Crews are utilizing a technique called pipe lining, which is a way to restore a pipe from corrosion, leaks, or cracks caused by roots by inserting a liner soaked with resin inside the old pipe. Pipe lining is cost-effective and less disruptive in comparison to replacing the entire pipe or sections of pipe.
This wastewater project, currently underway by Kiewit Infrastructure South Co., consists of 25 miles of pipe lining and rehabilitation.
Crews are also using a trenchless method of sewer rehabilitation that requires little or no digging and significantly less time to complete than the traditional method of excavating streets.
“Not only does pipe lining increase the life span of a piping system, but it improves water flow and quality, reduces water and wastewater infrastructure breaks and backups, and causes little to no destruction to the property,” said Eric Weiss, Director of Wastewater.
Some of the pipes that are being relined in Tampa are almost 100 years old and are reaching the end of their service life. More than 60 percent of the existing wastewater gravity pipes were constructed prior to 1970 and 20 percent were constructed prior to 1950.

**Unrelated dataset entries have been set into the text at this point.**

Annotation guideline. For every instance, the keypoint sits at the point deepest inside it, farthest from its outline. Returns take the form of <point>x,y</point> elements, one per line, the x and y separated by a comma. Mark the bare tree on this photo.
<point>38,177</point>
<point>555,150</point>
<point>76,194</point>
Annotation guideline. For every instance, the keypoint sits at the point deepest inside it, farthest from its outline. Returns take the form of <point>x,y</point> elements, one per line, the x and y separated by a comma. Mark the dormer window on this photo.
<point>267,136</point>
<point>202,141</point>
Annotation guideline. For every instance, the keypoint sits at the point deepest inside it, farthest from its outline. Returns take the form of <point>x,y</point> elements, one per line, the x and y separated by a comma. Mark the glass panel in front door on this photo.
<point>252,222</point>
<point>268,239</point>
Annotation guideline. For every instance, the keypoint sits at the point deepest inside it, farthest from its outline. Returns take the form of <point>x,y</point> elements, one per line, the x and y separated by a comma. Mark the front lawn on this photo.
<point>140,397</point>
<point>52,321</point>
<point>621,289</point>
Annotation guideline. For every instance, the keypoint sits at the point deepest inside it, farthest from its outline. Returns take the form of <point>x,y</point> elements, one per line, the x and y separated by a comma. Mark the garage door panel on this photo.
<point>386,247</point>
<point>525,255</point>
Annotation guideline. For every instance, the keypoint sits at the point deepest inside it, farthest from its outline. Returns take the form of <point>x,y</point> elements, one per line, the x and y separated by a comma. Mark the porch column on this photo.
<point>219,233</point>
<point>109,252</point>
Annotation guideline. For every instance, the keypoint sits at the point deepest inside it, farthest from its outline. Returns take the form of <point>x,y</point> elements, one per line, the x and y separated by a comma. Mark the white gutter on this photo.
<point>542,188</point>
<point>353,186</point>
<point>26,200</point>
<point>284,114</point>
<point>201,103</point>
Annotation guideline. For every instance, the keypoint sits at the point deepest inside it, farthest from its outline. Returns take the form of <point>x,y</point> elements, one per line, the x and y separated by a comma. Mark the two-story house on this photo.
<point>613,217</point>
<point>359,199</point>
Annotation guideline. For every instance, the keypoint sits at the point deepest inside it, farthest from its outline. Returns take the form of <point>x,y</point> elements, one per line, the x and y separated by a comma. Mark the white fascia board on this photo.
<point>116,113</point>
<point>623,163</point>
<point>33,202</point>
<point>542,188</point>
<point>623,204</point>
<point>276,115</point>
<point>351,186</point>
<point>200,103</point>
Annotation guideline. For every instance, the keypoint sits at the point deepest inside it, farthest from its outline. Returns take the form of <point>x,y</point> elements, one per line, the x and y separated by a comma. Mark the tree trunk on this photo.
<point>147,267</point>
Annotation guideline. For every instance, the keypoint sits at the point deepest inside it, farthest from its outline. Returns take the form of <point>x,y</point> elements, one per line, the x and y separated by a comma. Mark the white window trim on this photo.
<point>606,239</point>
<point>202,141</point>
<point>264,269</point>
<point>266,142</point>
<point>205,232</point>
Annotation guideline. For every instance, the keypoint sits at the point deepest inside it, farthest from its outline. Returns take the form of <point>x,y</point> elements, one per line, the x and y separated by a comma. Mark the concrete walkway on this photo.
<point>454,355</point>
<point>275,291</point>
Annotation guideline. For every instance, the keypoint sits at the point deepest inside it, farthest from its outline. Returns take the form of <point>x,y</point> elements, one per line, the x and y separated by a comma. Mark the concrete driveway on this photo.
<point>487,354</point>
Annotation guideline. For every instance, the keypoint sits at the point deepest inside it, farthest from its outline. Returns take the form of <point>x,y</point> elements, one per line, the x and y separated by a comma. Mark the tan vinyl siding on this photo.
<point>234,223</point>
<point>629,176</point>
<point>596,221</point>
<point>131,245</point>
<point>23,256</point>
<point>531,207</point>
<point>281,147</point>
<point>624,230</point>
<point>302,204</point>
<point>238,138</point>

Reinforcing and building up the City’s infrastructure through water, wastewater, and transportation projects is a key facet of Mayor Jane Castor’s Transforming Tampa’s Tomorrow Plan. This project is a part of PIPES (Progressive Infrastructure Planning to Ensure Sustainability).
“Upgrading our infrastructure is a critical part of Transforming Tampa’s Tomorrow, and pipe lining will ensure these wastewater lines are reliable for decades to come,” Mayor Jane Castor said. “We are also planning to expand into Forest Hills and Palma Ceia soon, further protecting those neighborhoods from cave-ins and wastewater pipe failures.”
As a result of the City’s aging wastewater collection system, there have been more cave-ins and wastewater overflows recently. In the City of Tampa, wastewater cave-ins have increased more than 25 percent in the past two years, according to the City of Tampa Wastewater Department.
In September 2019, Tampa City Council approved the PIPES program which included funding the essential repair of these wastewater pipelines.
Over the last three years, the City of Tampa has awarded more than 100 miles of wastewater gravity rehabilitation projects for a total construction cost of $61 million.